Navigations from third-parties are more difficult for me to square with the
approach I've proposed, especially given that HSTS exists and is widely
deployed. If you're wish to defend against downgrade attacks, it's right
there waiting for you. I don't really understand why a light version is
necessary, since all of its hard-failure properties that you've noted go
directly towards making the stripping attack impossible, and malicious
replacement difficult.

> I'm not at all dogmatic about where what should be. It's worth talking to
> > IETF folks in https://tools.ietf.org/wg/websec/ to see if there's
> interest
> > in extending HSTS in this way, and if that's a better place for the
> > functionality, then let's throw away this upgrade strawman.

> I don't care deeply where this goes either; I think my first and second
> concerns are that it happens somewhere and as swiftly as we can manage.

"Swift" is probably not something either the IETF or W3C can reasonably
promise. :) That said, this is a simple feature, and I slapped together a
prototype implementation this morning that I might be able to land behind a
flag next week (https://codereview.chromium.org/901903003).
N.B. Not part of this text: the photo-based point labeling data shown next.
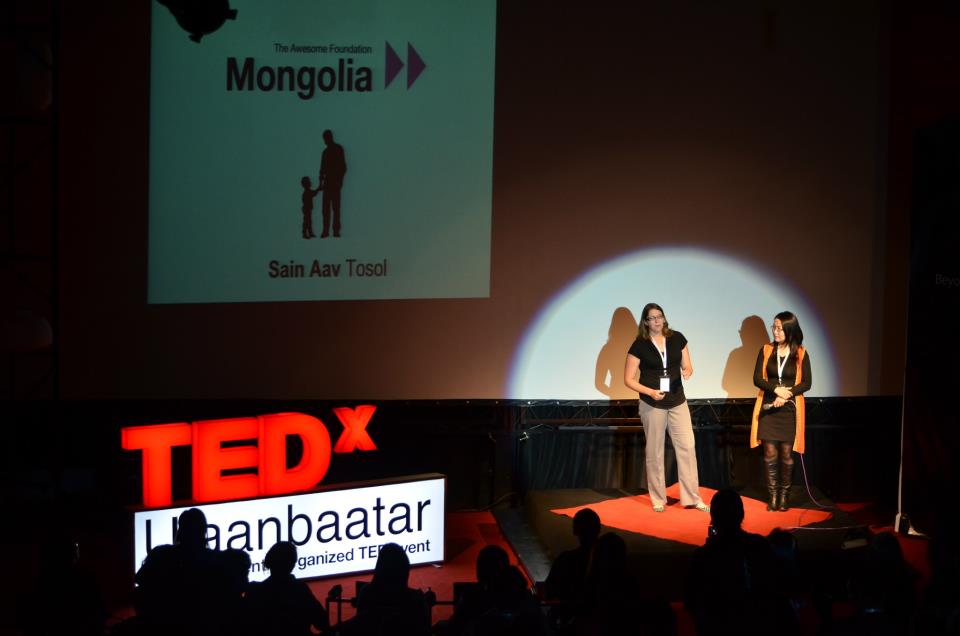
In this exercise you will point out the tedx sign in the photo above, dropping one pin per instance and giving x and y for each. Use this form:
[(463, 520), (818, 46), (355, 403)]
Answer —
[(337, 531)]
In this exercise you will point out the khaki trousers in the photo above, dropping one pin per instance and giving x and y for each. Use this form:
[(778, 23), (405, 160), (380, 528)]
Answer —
[(676, 422)]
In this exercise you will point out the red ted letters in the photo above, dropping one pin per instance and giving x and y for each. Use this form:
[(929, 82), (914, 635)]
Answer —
[(210, 459)]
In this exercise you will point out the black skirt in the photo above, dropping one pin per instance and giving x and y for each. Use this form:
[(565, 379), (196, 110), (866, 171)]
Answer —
[(778, 425)]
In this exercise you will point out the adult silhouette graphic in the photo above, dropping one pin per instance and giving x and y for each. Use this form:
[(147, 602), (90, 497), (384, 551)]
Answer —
[(333, 166)]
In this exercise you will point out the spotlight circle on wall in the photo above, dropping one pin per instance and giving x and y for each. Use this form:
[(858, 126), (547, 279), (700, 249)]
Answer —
[(574, 349)]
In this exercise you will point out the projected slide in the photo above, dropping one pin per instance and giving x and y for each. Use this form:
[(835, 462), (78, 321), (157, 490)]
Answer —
[(322, 150)]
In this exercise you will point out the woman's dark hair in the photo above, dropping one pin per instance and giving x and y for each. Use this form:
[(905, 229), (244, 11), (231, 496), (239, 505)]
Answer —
[(644, 333), (792, 333)]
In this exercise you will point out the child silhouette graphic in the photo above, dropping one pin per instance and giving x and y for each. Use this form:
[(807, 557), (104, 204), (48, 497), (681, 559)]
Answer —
[(307, 199)]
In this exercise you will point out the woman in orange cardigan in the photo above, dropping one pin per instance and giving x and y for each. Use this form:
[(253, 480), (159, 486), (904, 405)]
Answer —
[(783, 375)]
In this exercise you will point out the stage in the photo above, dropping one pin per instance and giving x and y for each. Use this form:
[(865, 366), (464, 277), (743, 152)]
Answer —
[(659, 545)]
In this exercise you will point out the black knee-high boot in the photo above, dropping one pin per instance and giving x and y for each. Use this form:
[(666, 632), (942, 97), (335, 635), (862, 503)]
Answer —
[(786, 481), (770, 477)]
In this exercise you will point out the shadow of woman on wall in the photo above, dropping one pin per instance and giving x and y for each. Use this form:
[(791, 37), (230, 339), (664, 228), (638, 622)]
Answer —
[(738, 373), (608, 377)]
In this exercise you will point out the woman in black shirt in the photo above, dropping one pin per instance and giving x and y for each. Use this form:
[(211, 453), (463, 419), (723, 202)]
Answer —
[(662, 359)]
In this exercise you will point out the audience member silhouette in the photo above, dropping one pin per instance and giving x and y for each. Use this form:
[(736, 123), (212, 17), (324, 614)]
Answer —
[(66, 598), (183, 588), (387, 605), (282, 605), (569, 571), (732, 587)]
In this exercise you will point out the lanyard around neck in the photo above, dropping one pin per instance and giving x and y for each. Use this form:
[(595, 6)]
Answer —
[(663, 354), (780, 365)]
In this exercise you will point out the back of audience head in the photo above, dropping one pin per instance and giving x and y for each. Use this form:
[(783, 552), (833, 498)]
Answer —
[(586, 526), (281, 558), (393, 566), (726, 511)]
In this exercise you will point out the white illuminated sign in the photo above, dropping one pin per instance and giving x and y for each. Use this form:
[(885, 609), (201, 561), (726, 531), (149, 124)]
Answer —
[(335, 531)]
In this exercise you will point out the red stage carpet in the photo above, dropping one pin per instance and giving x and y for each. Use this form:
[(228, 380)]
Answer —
[(635, 514)]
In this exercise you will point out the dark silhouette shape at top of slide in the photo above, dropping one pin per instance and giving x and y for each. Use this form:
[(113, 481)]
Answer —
[(333, 167), (738, 372), (608, 378), (200, 17)]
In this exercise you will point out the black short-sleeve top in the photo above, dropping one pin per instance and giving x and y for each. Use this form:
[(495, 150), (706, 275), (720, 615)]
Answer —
[(651, 369)]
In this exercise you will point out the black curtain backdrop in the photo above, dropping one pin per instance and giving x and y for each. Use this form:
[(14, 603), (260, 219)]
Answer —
[(931, 435)]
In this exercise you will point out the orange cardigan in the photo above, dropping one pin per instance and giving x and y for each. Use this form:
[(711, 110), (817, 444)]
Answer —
[(798, 443)]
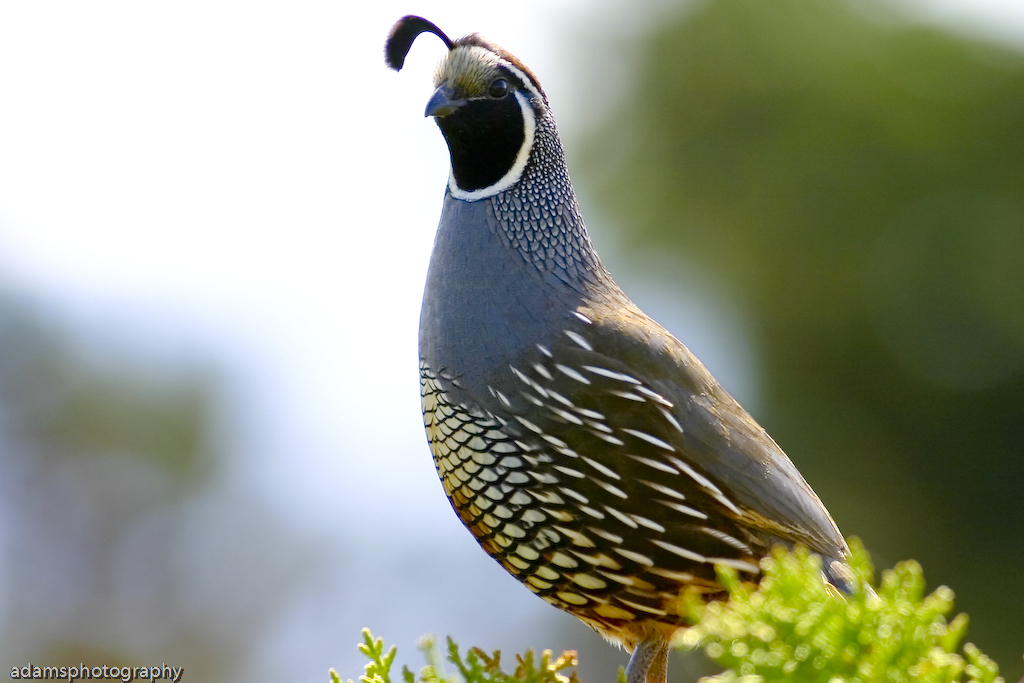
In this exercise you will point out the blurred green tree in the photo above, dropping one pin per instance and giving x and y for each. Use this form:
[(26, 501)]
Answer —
[(859, 181), (117, 544)]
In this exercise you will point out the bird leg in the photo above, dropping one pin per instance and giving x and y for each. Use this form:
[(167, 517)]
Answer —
[(649, 663)]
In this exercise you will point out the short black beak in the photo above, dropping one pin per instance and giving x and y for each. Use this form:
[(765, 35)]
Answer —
[(442, 102)]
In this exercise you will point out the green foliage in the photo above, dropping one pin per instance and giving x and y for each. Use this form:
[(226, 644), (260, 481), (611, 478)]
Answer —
[(475, 667), (792, 627)]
The response on
the intent to implement thread has been remarkably positive (

+Ryan Sleevi, Mark Nottingham, and Martin Thomson, who all are
significantly more active in the IETF than I, and could help you find the
right folks to talk to there to evaluate what would need to happen to
change HSTS.

> A tertiary concern is that we get separation for developers between
> "insecure", "basically strong security but only for newer, helpful
> clients" and "maximum security everywhere with no way for users to click
> through warnings if security breaks" as neat as possible.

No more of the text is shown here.